I have the following system of equations: $\def\b{\begin{pmatrix}}\def\e{\end{pmatrix}}$ $\b\dot{y}_1 \\ \dot{y}_2\e=\b2&0\\3&-1\e\b y_1\\ y_2 \e$
and I need to find the equation of straight line trajectories where the tangent to the trajectories is horizontal or vertical.
Now I have solved this and drawn the phase diagram and see it:
1) An unstable sadle centred at the origin.
2) Has eigenvectors for repulsive $\lambda=2$, $(1,1)^T$ and attactive $\lambda=-1$, $(0,1)^T$
But I got a different answer for the $0$ and $\pm\infty$ tangents.
I would have thought this occurs at $\frac{\dot{y}_2}{\dot{y}_1}=\frac{3y_1-y_2}{2y_1}$
where we can see that $$\frac{\dot{y}_2}{\dot{y}_1}=\frac{3y_1-y_2}{2y_1}=\left\{ \begin{array}00,\quad y_2=3y_1\\\pm\infty,\quad y_1=0 \end{array}\right.$$
Apparently the answer is:
$$\left\{ \begin{array}0\frac32,\quad y_2=0\\\pm\infty,\quad y_1=0 \end{array}\right.$$
Why is this the solution?
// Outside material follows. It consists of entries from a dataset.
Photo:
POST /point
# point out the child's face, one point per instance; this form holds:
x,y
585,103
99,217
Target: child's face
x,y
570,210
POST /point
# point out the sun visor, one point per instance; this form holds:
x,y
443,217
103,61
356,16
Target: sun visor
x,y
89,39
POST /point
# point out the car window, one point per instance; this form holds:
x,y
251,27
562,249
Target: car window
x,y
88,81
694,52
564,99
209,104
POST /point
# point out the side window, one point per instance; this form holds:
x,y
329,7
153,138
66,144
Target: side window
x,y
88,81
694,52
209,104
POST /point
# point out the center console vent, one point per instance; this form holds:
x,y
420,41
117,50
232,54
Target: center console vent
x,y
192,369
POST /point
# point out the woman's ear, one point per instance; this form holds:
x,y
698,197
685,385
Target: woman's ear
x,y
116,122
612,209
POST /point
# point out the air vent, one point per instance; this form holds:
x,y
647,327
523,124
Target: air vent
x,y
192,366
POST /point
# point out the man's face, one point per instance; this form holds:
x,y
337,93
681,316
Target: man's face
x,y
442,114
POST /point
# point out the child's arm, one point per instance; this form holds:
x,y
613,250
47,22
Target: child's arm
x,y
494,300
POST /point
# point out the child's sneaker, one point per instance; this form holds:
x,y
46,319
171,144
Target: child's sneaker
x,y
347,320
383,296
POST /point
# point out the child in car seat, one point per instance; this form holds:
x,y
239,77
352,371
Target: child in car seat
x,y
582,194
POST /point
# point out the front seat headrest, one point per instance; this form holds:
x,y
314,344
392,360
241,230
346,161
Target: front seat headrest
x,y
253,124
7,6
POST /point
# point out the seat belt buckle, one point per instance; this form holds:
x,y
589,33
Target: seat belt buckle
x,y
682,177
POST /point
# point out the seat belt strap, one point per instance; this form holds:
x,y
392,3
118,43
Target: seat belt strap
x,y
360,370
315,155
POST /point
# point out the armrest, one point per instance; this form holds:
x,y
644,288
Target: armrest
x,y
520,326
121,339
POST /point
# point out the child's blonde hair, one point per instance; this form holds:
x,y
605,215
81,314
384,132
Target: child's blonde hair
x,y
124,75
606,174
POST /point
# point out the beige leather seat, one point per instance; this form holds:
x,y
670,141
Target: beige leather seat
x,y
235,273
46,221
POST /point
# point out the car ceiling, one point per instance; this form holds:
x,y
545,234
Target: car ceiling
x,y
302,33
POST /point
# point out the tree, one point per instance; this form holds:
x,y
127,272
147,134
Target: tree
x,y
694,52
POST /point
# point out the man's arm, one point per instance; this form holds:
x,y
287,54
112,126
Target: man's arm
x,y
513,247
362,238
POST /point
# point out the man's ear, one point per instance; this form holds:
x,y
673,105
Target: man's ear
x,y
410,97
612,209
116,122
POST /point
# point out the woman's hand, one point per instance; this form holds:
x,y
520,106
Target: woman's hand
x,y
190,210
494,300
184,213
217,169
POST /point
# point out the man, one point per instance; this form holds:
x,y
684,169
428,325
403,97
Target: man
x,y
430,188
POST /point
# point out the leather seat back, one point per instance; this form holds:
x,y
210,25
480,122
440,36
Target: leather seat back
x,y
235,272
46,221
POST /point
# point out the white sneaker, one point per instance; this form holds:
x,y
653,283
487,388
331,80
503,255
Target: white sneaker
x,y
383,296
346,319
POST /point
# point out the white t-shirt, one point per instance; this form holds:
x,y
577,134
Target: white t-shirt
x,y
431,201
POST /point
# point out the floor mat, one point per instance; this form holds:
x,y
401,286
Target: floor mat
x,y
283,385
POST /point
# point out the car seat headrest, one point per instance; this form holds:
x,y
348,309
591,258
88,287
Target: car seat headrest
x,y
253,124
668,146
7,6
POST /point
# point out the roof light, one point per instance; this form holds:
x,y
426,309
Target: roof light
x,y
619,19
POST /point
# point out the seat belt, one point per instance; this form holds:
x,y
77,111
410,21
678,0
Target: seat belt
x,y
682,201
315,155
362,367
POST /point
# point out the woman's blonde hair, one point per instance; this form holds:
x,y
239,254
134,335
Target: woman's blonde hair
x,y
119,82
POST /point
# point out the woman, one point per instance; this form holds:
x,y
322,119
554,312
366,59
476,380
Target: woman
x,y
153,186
I can't see why for the $0$ tangent, they didn't set $y_2=3y_1$ to get the numerator to $0$, but rather set $y_2=0$ to get $\frac32$, what good does $\frac32$ even do? We want the horizontal line, e.g. $\frac{\dot{y}_2}{\dot{y}_1}=0$ as far as I understand?